If you feel like translating a lot more, here you go.
posted by ariela at 3:16 PM on December 12, 2011


So, ariela, the page you linked to quotes Ibn Ezra and R. David Kimhi saying that 'ship' is a metonymy for the ship's personnel, in the way that 'when the land sinneth against me' in Ezekiel 14:13 is not referring to the ground itself but to the inhabitants of the land:

והאניה חשבה להשבר – ראב"ע: "כמו '...ארץ כי תחטא לי...' (יחזקאל יד, יג). רד"ק: על דרך הרחבת הלשון, כל אנשי האונייה חשבו שתשבר האניה

In this interpretation, חִשְּׁבָה is used in a sense that remains within the word's normal range of meanings, having to do with 'thinking' or 'reckoning', with the sailors being the ones doing the thinking/reckoning.

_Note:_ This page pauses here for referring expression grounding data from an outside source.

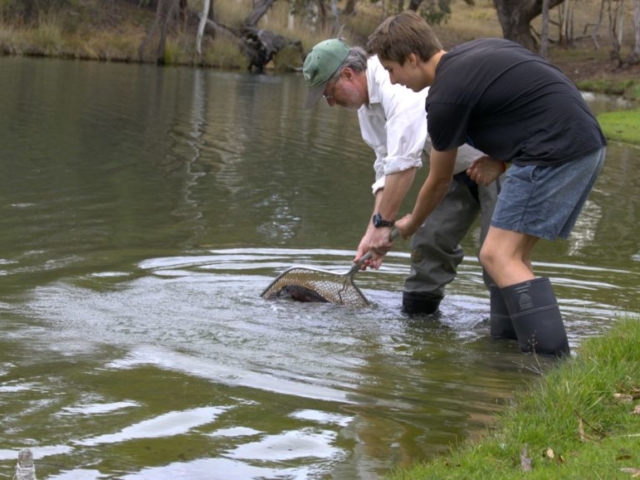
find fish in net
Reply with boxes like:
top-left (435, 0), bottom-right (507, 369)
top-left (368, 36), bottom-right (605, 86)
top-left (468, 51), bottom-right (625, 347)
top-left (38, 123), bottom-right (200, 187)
top-left (261, 229), bottom-right (398, 307)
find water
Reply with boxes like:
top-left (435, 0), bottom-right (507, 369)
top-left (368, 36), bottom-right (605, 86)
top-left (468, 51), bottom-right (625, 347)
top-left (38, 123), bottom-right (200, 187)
top-left (0, 56), bottom-right (638, 479)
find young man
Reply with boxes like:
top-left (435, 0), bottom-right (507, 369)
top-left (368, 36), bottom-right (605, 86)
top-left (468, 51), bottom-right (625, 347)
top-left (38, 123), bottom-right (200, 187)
top-left (302, 39), bottom-right (505, 315)
top-left (367, 11), bottom-right (607, 356)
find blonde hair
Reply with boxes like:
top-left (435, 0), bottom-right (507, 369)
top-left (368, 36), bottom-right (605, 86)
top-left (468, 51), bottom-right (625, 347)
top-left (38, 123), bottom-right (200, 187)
top-left (367, 11), bottom-right (442, 64)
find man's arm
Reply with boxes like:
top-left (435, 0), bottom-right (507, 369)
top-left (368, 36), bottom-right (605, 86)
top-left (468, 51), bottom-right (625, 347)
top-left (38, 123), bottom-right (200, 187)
top-left (373, 168), bottom-right (417, 223)
top-left (356, 167), bottom-right (417, 269)
top-left (356, 59), bottom-right (427, 266)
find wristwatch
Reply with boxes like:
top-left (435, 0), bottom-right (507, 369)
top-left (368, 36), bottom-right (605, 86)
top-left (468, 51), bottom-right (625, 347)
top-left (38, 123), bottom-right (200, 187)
top-left (372, 213), bottom-right (395, 228)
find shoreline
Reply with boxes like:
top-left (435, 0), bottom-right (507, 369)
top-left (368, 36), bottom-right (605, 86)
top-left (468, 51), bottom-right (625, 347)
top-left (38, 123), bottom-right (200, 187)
top-left (387, 316), bottom-right (640, 479)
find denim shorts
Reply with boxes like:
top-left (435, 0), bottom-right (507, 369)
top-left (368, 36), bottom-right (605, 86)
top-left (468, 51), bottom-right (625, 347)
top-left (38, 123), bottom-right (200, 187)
top-left (491, 147), bottom-right (606, 240)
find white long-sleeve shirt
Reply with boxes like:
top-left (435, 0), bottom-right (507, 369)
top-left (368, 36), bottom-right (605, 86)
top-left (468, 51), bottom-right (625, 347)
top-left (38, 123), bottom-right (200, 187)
top-left (357, 56), bottom-right (483, 195)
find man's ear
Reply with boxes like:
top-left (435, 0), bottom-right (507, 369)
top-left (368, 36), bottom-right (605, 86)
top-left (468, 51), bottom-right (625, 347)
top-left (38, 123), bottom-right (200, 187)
top-left (341, 67), bottom-right (354, 81)
top-left (406, 53), bottom-right (418, 67)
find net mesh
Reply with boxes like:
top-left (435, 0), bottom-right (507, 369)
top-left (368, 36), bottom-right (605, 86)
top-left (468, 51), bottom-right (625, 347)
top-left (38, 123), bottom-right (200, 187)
top-left (261, 266), bottom-right (370, 307)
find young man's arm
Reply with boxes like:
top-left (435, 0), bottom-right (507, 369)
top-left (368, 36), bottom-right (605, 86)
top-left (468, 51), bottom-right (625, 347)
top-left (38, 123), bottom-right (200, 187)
top-left (395, 148), bottom-right (457, 238)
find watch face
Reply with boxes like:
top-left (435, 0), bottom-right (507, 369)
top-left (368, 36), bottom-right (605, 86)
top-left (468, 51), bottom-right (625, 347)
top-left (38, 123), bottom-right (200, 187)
top-left (373, 213), bottom-right (393, 228)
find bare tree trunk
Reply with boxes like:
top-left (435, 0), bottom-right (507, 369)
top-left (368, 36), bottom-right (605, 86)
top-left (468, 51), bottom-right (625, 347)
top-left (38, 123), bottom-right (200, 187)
top-left (197, 0), bottom-right (212, 56)
top-left (203, 18), bottom-right (244, 45)
top-left (557, 0), bottom-right (568, 46)
top-left (330, 0), bottom-right (341, 34)
top-left (568, 0), bottom-right (577, 45)
top-left (157, 0), bottom-right (179, 63)
top-left (191, 0), bottom-right (303, 72)
top-left (138, 0), bottom-right (181, 64)
top-left (493, 0), bottom-right (564, 51)
top-left (179, 0), bottom-right (188, 28)
top-left (343, 0), bottom-right (357, 15)
top-left (540, 0), bottom-right (550, 57)
top-left (558, 0), bottom-right (577, 47)
top-left (630, 0), bottom-right (640, 63)
top-left (586, 0), bottom-right (606, 49)
top-left (607, 0), bottom-right (624, 64)
top-left (244, 0), bottom-right (277, 26)
top-left (617, 0), bottom-right (625, 47)
top-left (315, 0), bottom-right (328, 30)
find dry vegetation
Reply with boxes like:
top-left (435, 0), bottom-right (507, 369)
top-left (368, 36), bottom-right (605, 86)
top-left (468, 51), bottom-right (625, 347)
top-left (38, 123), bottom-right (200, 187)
top-left (210, 0), bottom-right (640, 90)
top-left (0, 0), bottom-right (638, 91)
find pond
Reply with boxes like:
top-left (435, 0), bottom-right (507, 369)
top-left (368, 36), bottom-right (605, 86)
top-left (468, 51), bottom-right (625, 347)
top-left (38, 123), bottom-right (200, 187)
top-left (0, 56), bottom-right (638, 479)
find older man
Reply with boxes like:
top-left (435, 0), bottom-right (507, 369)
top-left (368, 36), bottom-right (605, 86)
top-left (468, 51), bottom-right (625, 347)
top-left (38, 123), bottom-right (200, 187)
top-left (302, 39), bottom-right (507, 319)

I'm not sure this reading is any smoother than greenmagnet's. For one thing, why is לְהִשָּׁבֵר in the infinitive? In a statement that so-and-so thought such-and-such, wouldn't you expect a relative clause with a verb in the imperfect, something along the lines of: חשבה שישבר hishshevah she-yishabber.
posted by Paquda at 8:08 AM on December 13, 2011


I think there may also be a poetic element. Maybe it could used the shoresh ayin-mem-dalet, but it wouldn't have sounded as nice with l'hishaber.